Cells were lysed in RIPA Buffer (50 mM Tris Base, 150 mM NaCl, 1 mM EDTA, 1% NP40, 0.25% sodium deoxycholate) supplemented with protease and phosphatase inhibitors (Halt™ Thermo Scientific). Equal protein concentrations of total cell lysates, as determined by the Coomassie Plus Protein Assay (Thermo Scientific), were separated by SDS-PAGE under reducing conditions. Proteins were transferred to nitrocellulose membranes (BioExpress).

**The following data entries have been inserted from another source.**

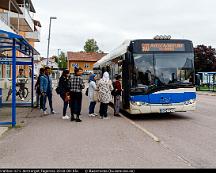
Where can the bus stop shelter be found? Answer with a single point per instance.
(11, 44)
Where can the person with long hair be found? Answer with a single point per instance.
(39, 98)
(104, 94)
(64, 86)
(77, 85)
(91, 92)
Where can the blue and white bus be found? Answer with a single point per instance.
(157, 75)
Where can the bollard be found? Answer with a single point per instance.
(0, 97)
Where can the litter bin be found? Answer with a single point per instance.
(0, 97)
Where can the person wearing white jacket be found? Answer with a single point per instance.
(91, 92)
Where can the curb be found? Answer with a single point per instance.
(3, 130)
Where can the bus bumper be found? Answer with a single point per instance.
(145, 109)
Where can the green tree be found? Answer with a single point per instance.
(91, 46)
(62, 60)
(205, 58)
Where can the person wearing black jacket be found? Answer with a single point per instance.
(64, 86)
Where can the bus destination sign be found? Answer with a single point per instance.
(167, 47)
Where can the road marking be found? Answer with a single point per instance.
(151, 135)
(155, 138)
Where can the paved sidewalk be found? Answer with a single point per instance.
(50, 142)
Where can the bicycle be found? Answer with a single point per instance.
(18, 93)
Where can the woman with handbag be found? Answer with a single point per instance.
(64, 88)
(92, 95)
(104, 94)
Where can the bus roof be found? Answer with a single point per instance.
(123, 48)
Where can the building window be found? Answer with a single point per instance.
(86, 65)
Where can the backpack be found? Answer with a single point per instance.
(86, 93)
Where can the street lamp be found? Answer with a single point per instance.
(49, 37)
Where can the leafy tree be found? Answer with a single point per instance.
(205, 58)
(91, 46)
(62, 60)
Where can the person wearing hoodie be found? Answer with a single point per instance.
(104, 94)
(91, 92)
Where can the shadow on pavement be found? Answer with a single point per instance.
(156, 117)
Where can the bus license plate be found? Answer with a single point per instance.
(167, 110)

Membranes were blocked in 5% non-fat milk in TBST (1.0 M Tris-HCL, 5.0 M NaCl, 0.1% Tween) for 1 hour at room temperature, then incubated with primary antibody (LSR, SC133765; TIAM1 SC827; FLT1 SC316, N-Cadherin SC271386, Santa Cruz Biotechnology; AF6 610732, BD Transduciton Labs; Claudin7 34–1500, Occludin 33–1500, Zymed; PKCζ CST9372, Cell Signaling) overnight at 4°C in TBST containing 5.0% BSA, washed, and incubated with the appropriate secondary antibody conjugated to horseradish peroxidase (GE Healthcare) in TBST with 5% milk for 1 hour at room temperature. Mouse monoclonal α-tubulin antibody was used as a loading control at 1∶5000 dilution (T6199; Sigma Aldrich). Enhanced chemiluminescence detection system (ECL Plus, GE healthcare) was used to detect peroxidase activity. NIH Image J64 was used to quantify western blots.